ANNAPOLIS, MD—The Maryland Hotel Lodging Association (MHLA) has entered into a new partnership with the Seattle-based nonprofit Businesses Ending Slavery and Trafficking (BEST) to make human trafficking awareness training available to all MHLA’s hotel members and their staffs, free of charge.
Earlier this year, Hotel Business Senior Editor Gregg Wallis reported on the hospitality industry’s efforts to train hotel staff to identify human trafficking.
BEST provides expertise in human trafficking prevention, and BEST’s Inhospitable to Human Trafficking training, sponsored by the Asian American Hotel Owners Association (AAHOA), helps hotel employees learn the indicators of human trafficking and how to safely report it to law enforcement. By partnering with BEST to offer this valuable training, the MHLA is helping its member hotels learn how to avert human trafficking at their properties.
Maryland’s location contributes to making it a central location for human trafficking, according to the organization. Traffickers use Maryland’s highways, especially Interstate 95, to transport victims to major East Coast cities such as New York, Baltimore, Philadelphia and Washington, DC. I-95 runs through some of the state’s most populated cities, making this highway a major corridor for human trafficking activity, according to the Maryland Human Trafficking Task Force.
Human trafficking networks often rely on legitimate businesses, such as hotels, to sustain their operations and infrastructure. Given the transient nature of the hotel industry, with its service-focused culture that respects guest privacy, hotels can be an appealing environment for human traffickers. Therefore, it is essential that hotel employees are trained in what to look for.
“Try to imagine having your freedom taken away, continuously living with the fear of violence, and being forced to work against your will,” said Mar Brettmann, executive director, BEST. “These are things that human trafficking victims often experience. Our human trafficking awareness training helps hotel employees learn how to spot the warning signs when a guest is being trafficked, and to know how to safely report it.”
BEST’s Inhospitable to Human Trafficking training for hotel employees is a 30-minute, online, video-based training. The training is available in English or Spanish, and has been proven to increase hotel employee reporting. Researchers from the University of Washington evaluated BEST’s hotel training and found trained employees were more likely to come forward to report human trafficking incidents to their managers. Researchers also learned 96% of hotel employee participants believe the training made their hotel safer.

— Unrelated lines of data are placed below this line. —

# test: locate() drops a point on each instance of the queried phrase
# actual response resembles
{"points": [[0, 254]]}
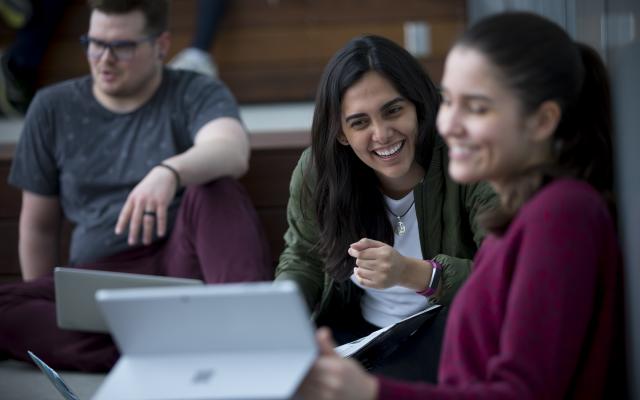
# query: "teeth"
{"points": [[389, 151], [459, 150]]}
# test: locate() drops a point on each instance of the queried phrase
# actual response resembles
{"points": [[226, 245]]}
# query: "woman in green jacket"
{"points": [[377, 230]]}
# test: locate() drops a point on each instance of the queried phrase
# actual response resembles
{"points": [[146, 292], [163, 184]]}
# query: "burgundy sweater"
{"points": [[541, 316]]}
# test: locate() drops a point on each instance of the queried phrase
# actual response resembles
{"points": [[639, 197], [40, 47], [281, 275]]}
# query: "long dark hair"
{"points": [[539, 61], [348, 202]]}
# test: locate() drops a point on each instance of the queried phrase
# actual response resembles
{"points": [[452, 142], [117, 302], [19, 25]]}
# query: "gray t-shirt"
{"points": [[91, 158]]}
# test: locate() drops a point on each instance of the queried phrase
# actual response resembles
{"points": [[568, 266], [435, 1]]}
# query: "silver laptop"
{"points": [[75, 290], [232, 341]]}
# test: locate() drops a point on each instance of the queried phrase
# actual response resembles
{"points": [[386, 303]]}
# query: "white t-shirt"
{"points": [[383, 307]]}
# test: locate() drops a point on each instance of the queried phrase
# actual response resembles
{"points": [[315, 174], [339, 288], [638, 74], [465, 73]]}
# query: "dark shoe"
{"points": [[14, 99], [15, 13]]}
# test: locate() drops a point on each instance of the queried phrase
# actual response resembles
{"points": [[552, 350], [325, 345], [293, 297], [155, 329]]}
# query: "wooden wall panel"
{"points": [[270, 51]]}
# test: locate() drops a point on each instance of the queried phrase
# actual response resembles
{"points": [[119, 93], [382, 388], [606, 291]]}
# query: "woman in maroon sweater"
{"points": [[541, 316]]}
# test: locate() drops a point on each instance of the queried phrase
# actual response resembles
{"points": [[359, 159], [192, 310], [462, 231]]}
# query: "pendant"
{"points": [[400, 228]]}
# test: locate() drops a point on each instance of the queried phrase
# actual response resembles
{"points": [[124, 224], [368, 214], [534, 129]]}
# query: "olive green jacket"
{"points": [[446, 214]]}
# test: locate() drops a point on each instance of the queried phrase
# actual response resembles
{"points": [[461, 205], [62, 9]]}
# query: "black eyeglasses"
{"points": [[122, 50]]}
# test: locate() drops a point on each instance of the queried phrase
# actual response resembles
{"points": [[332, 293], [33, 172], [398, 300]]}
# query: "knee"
{"points": [[220, 190]]}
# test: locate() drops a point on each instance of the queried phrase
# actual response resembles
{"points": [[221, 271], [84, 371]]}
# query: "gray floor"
{"points": [[22, 381]]}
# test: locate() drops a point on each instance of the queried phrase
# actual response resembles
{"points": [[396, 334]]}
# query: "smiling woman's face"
{"points": [[482, 122], [381, 127]]}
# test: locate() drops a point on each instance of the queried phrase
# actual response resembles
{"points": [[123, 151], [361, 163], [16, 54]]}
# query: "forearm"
{"points": [[221, 149], [38, 251]]}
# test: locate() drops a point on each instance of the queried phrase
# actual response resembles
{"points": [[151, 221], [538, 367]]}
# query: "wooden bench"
{"points": [[274, 50]]}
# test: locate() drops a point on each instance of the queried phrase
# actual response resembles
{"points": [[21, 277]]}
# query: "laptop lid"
{"points": [[231, 341], [75, 289]]}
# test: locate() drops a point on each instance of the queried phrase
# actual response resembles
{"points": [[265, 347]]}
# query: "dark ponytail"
{"points": [[540, 62]]}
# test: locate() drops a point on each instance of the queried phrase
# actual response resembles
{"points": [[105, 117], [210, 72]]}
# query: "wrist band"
{"points": [[435, 279], [174, 171]]}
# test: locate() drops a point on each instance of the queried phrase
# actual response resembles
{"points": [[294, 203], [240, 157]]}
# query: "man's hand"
{"points": [[147, 206], [379, 265], [335, 378]]}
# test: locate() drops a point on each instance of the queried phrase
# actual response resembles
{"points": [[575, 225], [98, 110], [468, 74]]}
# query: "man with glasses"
{"points": [[113, 152]]}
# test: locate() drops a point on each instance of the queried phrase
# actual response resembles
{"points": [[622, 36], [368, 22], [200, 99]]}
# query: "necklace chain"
{"points": [[400, 228]]}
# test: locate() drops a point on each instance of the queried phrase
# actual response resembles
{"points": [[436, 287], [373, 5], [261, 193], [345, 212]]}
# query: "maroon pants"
{"points": [[217, 237]]}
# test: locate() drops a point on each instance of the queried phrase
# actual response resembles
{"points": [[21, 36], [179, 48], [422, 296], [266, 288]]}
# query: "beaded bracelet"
{"points": [[434, 281]]}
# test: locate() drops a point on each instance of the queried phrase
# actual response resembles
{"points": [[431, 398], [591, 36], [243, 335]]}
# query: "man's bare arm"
{"points": [[221, 148]]}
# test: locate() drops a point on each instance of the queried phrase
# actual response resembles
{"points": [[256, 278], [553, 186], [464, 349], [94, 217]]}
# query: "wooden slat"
{"points": [[271, 51]]}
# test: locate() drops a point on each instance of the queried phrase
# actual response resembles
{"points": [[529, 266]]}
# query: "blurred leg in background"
{"points": [[197, 57]]}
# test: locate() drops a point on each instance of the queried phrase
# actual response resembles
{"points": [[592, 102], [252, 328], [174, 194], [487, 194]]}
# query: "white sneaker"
{"points": [[196, 60]]}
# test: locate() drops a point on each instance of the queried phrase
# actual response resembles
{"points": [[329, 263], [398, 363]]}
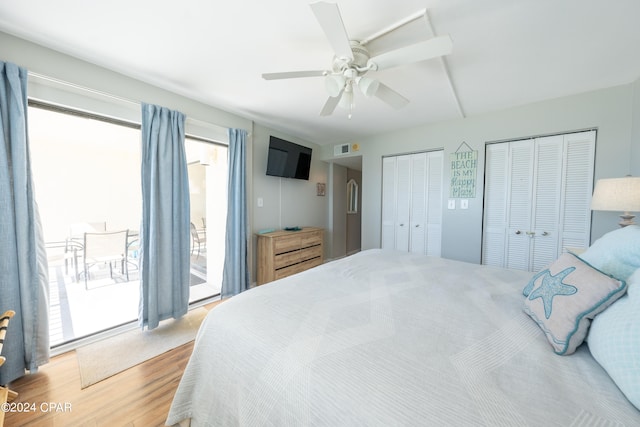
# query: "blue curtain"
{"points": [[24, 280], [235, 276], [164, 233]]}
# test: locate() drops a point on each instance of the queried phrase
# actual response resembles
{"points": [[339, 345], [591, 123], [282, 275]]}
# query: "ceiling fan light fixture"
{"points": [[346, 101], [334, 84], [368, 86]]}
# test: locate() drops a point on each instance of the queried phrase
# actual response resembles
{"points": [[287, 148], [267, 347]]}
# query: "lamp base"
{"points": [[627, 219]]}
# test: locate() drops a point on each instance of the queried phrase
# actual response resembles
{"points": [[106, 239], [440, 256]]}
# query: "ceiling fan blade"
{"points": [[294, 74], [391, 97], [331, 104], [413, 29], [328, 15], [416, 52]]}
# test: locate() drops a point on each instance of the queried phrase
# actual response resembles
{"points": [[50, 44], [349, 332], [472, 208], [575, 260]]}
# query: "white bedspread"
{"points": [[382, 339]]}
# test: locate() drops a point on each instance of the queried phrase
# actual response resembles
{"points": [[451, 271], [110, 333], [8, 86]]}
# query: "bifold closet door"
{"points": [[537, 196]]}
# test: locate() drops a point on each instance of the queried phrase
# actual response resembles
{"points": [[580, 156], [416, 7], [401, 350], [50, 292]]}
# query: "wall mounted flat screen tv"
{"points": [[287, 159]]}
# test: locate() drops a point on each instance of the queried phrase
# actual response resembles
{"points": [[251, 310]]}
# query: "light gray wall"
{"points": [[608, 110], [339, 211], [47, 62], [635, 132]]}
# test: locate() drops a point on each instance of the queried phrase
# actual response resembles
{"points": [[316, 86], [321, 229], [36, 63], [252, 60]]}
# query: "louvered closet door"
{"points": [[418, 208], [577, 187], [388, 202], [540, 190], [403, 202], [412, 202], [546, 202], [521, 155], [495, 204]]}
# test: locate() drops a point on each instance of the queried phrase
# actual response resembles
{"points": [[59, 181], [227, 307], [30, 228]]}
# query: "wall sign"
{"points": [[464, 167]]}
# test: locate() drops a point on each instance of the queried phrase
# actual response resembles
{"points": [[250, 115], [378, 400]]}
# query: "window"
{"points": [[86, 175], [86, 172]]}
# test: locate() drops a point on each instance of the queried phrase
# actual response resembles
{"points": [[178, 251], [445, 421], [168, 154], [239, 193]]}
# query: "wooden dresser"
{"points": [[283, 253]]}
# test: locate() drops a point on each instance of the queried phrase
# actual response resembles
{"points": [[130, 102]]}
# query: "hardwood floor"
{"points": [[139, 396]]}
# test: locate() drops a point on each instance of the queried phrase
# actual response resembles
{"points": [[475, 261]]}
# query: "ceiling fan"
{"points": [[403, 43]]}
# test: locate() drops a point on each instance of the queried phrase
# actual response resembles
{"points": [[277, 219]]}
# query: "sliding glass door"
{"points": [[87, 182], [207, 164], [86, 171]]}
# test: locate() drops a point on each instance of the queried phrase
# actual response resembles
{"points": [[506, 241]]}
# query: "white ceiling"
{"points": [[505, 53]]}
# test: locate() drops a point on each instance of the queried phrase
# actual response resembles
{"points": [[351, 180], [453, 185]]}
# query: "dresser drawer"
{"points": [[310, 239], [310, 253], [286, 252], [297, 268], [285, 259], [287, 244]]}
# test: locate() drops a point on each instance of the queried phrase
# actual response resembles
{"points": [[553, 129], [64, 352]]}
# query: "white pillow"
{"points": [[563, 298]]}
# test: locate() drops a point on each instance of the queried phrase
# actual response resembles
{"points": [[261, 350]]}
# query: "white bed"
{"points": [[386, 338]]}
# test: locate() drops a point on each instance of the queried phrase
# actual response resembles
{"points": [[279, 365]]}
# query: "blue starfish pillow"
{"points": [[563, 299]]}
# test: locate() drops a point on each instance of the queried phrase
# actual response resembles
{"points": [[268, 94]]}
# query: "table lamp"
{"points": [[618, 194]]}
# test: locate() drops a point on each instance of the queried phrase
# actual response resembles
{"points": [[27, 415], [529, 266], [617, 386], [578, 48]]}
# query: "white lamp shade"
{"points": [[617, 194], [334, 84], [368, 86]]}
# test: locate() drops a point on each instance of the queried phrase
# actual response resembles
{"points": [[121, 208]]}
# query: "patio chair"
{"points": [[6, 395], [105, 248], [197, 241]]}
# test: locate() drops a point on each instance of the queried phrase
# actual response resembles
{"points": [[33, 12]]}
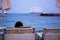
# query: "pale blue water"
{"points": [[33, 20]]}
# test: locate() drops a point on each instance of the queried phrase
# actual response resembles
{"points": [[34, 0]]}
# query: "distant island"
{"points": [[49, 14]]}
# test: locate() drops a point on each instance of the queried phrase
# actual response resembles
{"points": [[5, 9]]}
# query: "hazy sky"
{"points": [[24, 6]]}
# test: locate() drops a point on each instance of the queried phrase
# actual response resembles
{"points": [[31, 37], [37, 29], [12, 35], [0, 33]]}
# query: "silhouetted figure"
{"points": [[18, 24]]}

This new partnership will give more hotel and motel owners and managers across Maryland the opportunity to implement BEST’s valuable anti-trafficking training at no cost to MHLA’s members. MHLA is the most recent hotel association to adopt BEST’s human trafficking prevention training, joining a growing list of large hotel associations utilizing the program, including AAHOA, Texas Hotel and Lodging Association (THLA), California Hotel and Lodging Association (CHLA), Washington Hospitality Association, North Carolina Restaurant and Lodging Association (NCRLA), Hotel Association of New York City (HANYC) and the Pennsylvania Restaurant and Lodging Association (PRLA).
“We are proud to partner with BEST on this very important issue,” said Amy Rohrer, president/CEO of MHLA. “BEST’s Inhospitable to Human Trafficking training is an informative and practical resource for hoteliers and their staff. This training will provide the Maryland lodging industry with the education necessary to help protect victims of exploitation and increase employee safety.”